- Country: United States
- Language: English
- Genre: Fantasy

Publication
- Published in: The Magazine of Fantasy and Science Fiction
- Publisher: Mercury Press
- Media type: Print (Magazine)
- Publication date: February 1981

Chronology
- Series: The Dark Tower
| The Way Station | The Slow Mutants |

= The Oracle and the Mountains =

Short story by Stephen King

"The Oracle and the Mountains" is a short story by American writer Stephen King, originally published in The Magazine of Fantasy and Science Fiction in February 1981. In 1982, "The Oracle and the Mountains" was collected with several other stories King published in The Magazine of Fantasy and Science Fiction as The Dark Tower: The Gunslinger. "The Oracle and the Mountains" formed the third chapter of the book, and was slightly revised for the inclusion.

==Plot summary==

Roland and Jake manage to make their way out of the desert, into lusher territory. They come across a Speaking Ring. At night, Jake is drawn to the ring by the Oracle contained within, but Roland saves the boy before the Oracle can drain him to death via sexual intercourse.
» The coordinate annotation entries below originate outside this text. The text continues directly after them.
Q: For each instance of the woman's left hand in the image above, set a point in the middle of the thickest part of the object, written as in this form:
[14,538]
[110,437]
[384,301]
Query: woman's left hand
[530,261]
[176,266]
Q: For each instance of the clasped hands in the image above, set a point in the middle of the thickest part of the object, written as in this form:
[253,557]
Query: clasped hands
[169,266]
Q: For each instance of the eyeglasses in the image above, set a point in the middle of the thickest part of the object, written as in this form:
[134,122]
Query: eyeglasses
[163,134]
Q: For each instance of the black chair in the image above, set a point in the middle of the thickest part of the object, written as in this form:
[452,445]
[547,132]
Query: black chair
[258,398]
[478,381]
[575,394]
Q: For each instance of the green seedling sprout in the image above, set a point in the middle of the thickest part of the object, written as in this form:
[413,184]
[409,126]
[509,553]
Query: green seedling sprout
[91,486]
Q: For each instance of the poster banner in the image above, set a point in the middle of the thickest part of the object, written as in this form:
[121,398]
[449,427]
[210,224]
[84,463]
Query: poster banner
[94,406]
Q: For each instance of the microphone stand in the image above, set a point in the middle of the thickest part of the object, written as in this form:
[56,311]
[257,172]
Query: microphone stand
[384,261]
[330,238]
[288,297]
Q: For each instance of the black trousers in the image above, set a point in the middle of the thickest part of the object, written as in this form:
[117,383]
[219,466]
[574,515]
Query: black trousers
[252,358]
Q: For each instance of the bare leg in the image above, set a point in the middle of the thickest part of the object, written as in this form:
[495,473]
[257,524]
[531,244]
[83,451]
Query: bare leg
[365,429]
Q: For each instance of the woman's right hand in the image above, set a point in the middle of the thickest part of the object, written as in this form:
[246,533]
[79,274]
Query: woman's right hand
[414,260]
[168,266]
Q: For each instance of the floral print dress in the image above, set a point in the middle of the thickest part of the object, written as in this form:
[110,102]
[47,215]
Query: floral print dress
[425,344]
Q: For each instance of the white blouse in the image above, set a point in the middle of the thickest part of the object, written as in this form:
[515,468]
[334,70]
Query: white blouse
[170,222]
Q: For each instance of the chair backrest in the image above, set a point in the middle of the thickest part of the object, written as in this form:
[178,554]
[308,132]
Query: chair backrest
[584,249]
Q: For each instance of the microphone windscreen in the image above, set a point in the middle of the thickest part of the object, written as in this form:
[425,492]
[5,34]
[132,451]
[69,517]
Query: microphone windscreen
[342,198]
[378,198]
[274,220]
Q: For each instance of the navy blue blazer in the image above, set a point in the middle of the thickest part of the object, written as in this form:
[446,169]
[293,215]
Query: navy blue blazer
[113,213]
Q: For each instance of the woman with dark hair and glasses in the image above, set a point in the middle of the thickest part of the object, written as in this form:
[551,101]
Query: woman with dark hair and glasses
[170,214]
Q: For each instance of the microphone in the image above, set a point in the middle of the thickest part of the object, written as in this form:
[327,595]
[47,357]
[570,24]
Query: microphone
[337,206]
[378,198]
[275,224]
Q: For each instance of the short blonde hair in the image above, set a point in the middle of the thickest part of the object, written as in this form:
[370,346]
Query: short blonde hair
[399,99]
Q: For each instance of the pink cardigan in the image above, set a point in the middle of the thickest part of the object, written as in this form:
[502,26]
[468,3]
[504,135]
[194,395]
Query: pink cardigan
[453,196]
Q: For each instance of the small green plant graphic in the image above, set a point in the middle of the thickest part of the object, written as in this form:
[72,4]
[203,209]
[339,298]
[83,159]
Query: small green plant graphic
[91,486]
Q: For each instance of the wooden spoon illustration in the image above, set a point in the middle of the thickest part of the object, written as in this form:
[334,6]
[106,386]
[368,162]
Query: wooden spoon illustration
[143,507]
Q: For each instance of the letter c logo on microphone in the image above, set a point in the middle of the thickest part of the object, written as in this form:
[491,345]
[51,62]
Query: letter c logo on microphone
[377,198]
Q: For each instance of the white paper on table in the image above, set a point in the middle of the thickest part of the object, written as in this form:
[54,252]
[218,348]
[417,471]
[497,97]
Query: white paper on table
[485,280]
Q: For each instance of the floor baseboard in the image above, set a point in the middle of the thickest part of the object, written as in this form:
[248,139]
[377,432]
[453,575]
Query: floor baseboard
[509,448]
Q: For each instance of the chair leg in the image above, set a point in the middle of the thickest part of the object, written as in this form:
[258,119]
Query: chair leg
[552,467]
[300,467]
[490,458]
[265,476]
Roland restrains Jake at their campsite and gives him the jawbone taken from the skeleton in the way station, as a means of warding off the Oracle's influence. He then goes down to the Speaking Ring, taking mescaline to fortify himself. When he reaches the ring, he has a powerful psychosexual exchange with the Oracle, who tells him of Eddie Dean and Susannah Dean.

The next day they leave the campsite and eventually come to a mountain. The man in black is there, and taunts Roland, telling him that only the two of them will speak on the other side. Roland asks Jake to make his choice as to whether he wishes to leave the gunslinger or accompany him, and Jake agrees to come with him, knowing that Roland plans to sacrifice him in order to reach the man in black.